Before the season was over, Froome would return to Nairobi to show Kinjah and the Simbaz the yellow jersey.

It was an emotional return for the wandering lion. But while Froome may be the most successful Simba to date, Kinjah has plenty more young protégés.

Since the future Tour champion lodged at his house, the project has grown to support around 40 young boys, providing them a place to stay, along with teaching them to ride and maintain bikes paired with the IT and life skills to help find work.

‘We choose cycling because it’s powerful. It’s not a sport for cry-babies,’ says Kinjah. ‘Cycling suits Kenyans because you need to be lean, you need to be smart, you need to endure, and you need to be hardcore.

‘Kenyans are already hardcore because of the lifestyle. We just need to transfer that to the bicycle. There’s no one eating chips or hamburgers in the villages.

‘Some of the kids who come have parents who don’t value education, so they have lots of time to train. But we don’t want strong, stupid cyclists.

‘That’s why we teach mechanics and IT, because not everyone can be Chris Froome.’

Despite a huge desire to help everyone who turns up at the project, limited resources mean that not every Safari Simba can always borrow a bicycle.

And while Kinjah is still an advocate of the life-changing potential of the bike, football allows him to support more young people.

‘Bikes are so expensive,’ he explains. ‘We play a lot of football.’

Tactical thinking

It’s a sport Kinjah believes helps to develop the type of tactical thinking that can make for a good cyclist. More importantly, though, it means he can help more people.

‘A ball is less than a dollar,’ he tells BikesEtc. ‘And you don’t need shoes, so everyone can have a go.
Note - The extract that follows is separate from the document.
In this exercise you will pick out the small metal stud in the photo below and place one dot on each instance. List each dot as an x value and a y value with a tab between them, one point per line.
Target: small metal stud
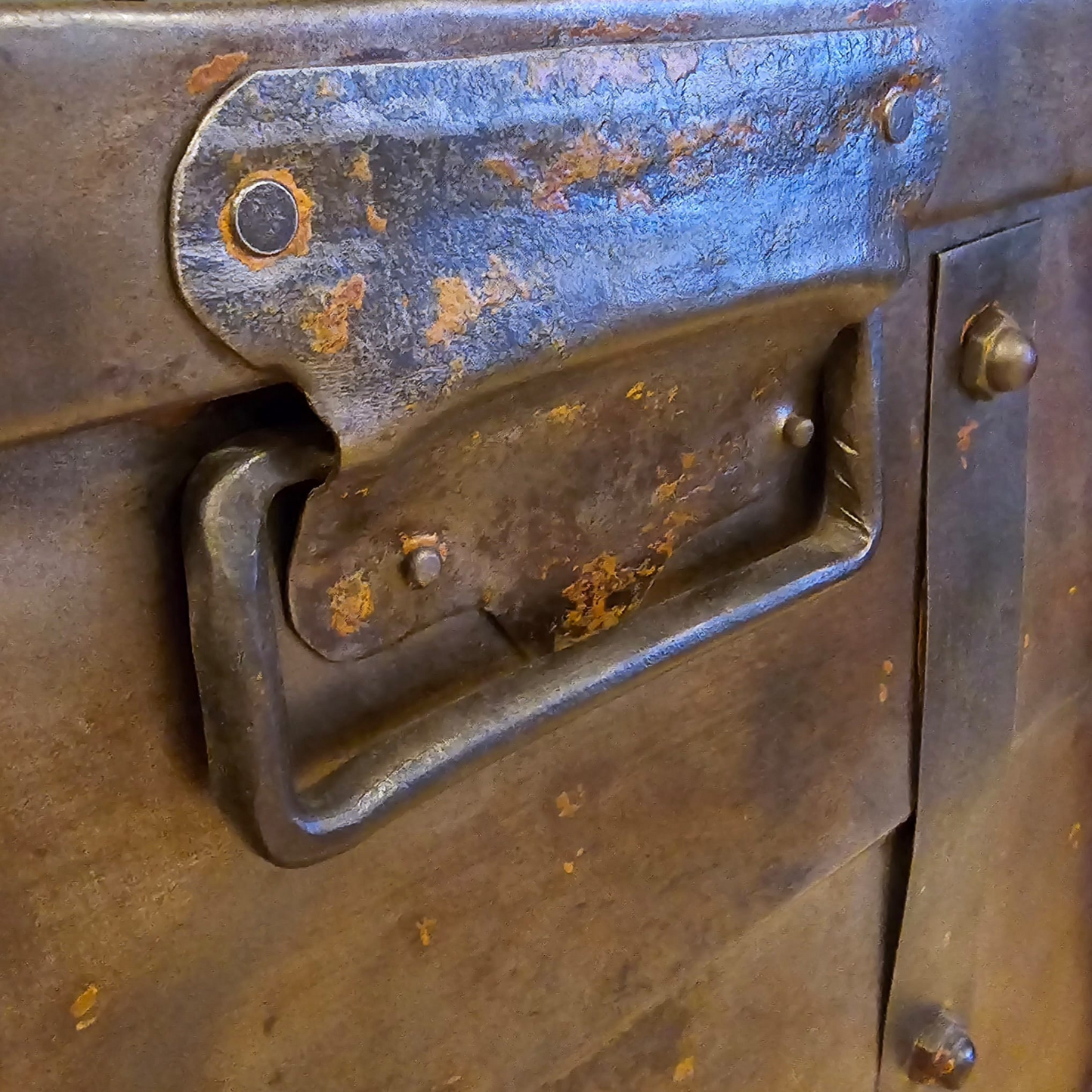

When we don’t have to choose who can come it’s much better.’

Nowadays, for those who show real potential, the Simbaz have a feeder programme that works with African teams like Dimension Data, home to Eritrean riders Daniel Teklehaimanot and Natnael Berhane, along with Rwandan Adrien Niyonshuti.

It’s this programme that Kinjah dreams will produce the next Chris Froome – and perhaps Africa’s second Tour de France winner.